PrP has a unique feature that it contains multiple copies of a characteristic motif in its amino acid sequence that is called the “GxxxG” motif, also known as the “glycine zipper”. These proteins normally fold into a characteristic shape called an alpha helix, which allows the protein to penetrate the plasma membrane. The glycins in the zipper motif play an essential role in the crosslinking and stabilization of the alpha helices. This glycine zipper motif is also a common feature of many transmembrane proteins (proteins that cross the cell membrane).

In fact, the coronavirus spike protein has a GxxxG motif in its transmembrane domain (specifically, GFIAG: glycine, phenylalanine, isoproline, alanine, glycine). There is a platform called “Uniprot” where you can query the sequence of specific proteins. The Uniprot entry for the SARS-CoV-2 spike protein has five glycine zipper sequences in total. According to J. Bart Classen, the SARS-CoV-2 spike protein has the ability to “form amyloid and toxic aggregates that can act as seeds to aggregate many misfolded brain proteins and can ultimately lead to neurodegeneration.”
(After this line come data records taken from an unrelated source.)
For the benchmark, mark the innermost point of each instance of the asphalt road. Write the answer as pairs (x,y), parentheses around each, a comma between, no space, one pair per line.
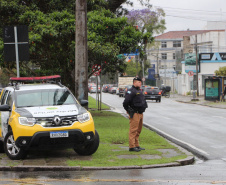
(202,128)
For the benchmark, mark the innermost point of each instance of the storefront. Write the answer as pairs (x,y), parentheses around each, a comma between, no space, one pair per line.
(208,64)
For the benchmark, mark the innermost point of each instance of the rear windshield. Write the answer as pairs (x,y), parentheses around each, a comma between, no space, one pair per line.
(150,89)
(48,97)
Many neurodegenerative diseases have been linked to specific proteins that have prion-like properties, and these diseases are characterized as protein misfolding diseases or proteopathies. Like PrP, prion-like proteins become pathogenic when their alpha helices misfold as beta sheets, and the protein loses its ability to enter the membrane. These diseases include Alzheimer’s disease, amyotrophic lateral sclerosis (ALS), Huntington’s disease, and Parkinson’s disease, and each is associated with a particular protein that misfolds and accumulates into inclusion bodies in association with the disease. We already saw that Parkinson’s disease is characterized by Lewy bodies in the substantia nigra accumulating misfolded α-synuclein.
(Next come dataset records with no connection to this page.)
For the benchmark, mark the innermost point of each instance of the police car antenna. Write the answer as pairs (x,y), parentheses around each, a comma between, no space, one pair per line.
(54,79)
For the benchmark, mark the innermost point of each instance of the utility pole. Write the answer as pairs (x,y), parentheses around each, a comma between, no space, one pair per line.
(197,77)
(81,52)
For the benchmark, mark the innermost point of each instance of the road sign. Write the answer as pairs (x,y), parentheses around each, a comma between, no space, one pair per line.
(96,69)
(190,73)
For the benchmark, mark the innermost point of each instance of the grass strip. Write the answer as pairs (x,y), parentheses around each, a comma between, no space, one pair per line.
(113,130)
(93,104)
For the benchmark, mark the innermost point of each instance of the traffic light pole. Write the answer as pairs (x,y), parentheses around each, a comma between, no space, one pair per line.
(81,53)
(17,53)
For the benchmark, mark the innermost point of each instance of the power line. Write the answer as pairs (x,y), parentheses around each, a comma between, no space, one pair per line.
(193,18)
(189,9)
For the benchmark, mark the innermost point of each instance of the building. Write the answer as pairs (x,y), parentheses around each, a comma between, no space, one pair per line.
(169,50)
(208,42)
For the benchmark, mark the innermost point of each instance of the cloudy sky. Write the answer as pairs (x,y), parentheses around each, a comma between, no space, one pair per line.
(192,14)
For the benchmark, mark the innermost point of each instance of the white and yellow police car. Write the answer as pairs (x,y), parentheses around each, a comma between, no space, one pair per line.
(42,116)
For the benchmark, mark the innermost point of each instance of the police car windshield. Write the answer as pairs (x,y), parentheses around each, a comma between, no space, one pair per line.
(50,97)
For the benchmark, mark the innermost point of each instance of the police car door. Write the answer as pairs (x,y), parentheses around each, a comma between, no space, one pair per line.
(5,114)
Glycins within the glycine zipper transmembrane motifs in beta-amyloid precursor protein (APP) play a central role in Alzheimer’s disease-related beta-amyloid misfolding (Decock et al., 2016). APP contains a total of four GxxxG motifs (one less than the spike protein).

A case study presented the case of a man who developed CKD concurrently with symptomatic COVID-19. The authors proposed that SARS-CoV-2 infection precipitates or accelerates neurodegenerative diseases. A theoretical paper published by researchers in India showed that the spike protein binds to a number of aggregation-prone prion-like proteins, including amyloid beta, α-synuclein, tau, PrP, and TDP-43. They argued that this could initiate aggregation of these proteins in the brain, leading to neurodegeneration.

Tracing the Vaccine’s Trail to the Spleen

It is important to understand what happens to the contents of a vaccine after it is injected into the arm. Where does it travel in the body and what does it do at the sites where it settles?

Vaccine developers are interested in whether the vaccine induces a strong immune response, reflected in high antibody production against the target protein, in the case of COVID-19 vaccines. And to do this, they need to track their movement in the body.

CD8+ T cells are cytotoxic immune cells that can kill cells infected with a virus. They detect an immune complex with viral proteins that are exposed on the surface of an infected cell. A study of an adenovirus vector-based vaccination of mice used clever methods to produce a marker that could track CD8+ T-cell activity in the lymphatic system and spleen in the days following vaccination. It can be inferred that immune cells (antigen-presenting cells, where the “antigen” is the spike protein) were initially present at the arm muscle injection site and synthesized the virus spike protein from the vaccine DNA code, exposing it on their surface. Once activated by the foreign protein, they moved to the draining lymph nodes and eventually made their way to the spleen via the lymphatic system. CD8+ T cells are idly waiting inside the lymphatic vessels until they detect an infected immune cell. The researchers were able to detect the activation of CD8+ immune cells over time and infer that this was caused by the arrival of the vaccine content at the site where these immune cells reside. Activated CD8+ T cells first appeared in the draining lymph nodes, but after five days they began to appear in the spleen. Their numbers there peaked at 12 days and then remained high with a slow decline until 47 days, when the researchers stopped looking. What this means is that antigen-presenting cells pick up the vaccine at the injection site and carry it to the spleen through the lymphatic system. Then the carrier cells remain in the spleen for a long time. And this is where the danger lies in terms of the potential to cause prion diseases.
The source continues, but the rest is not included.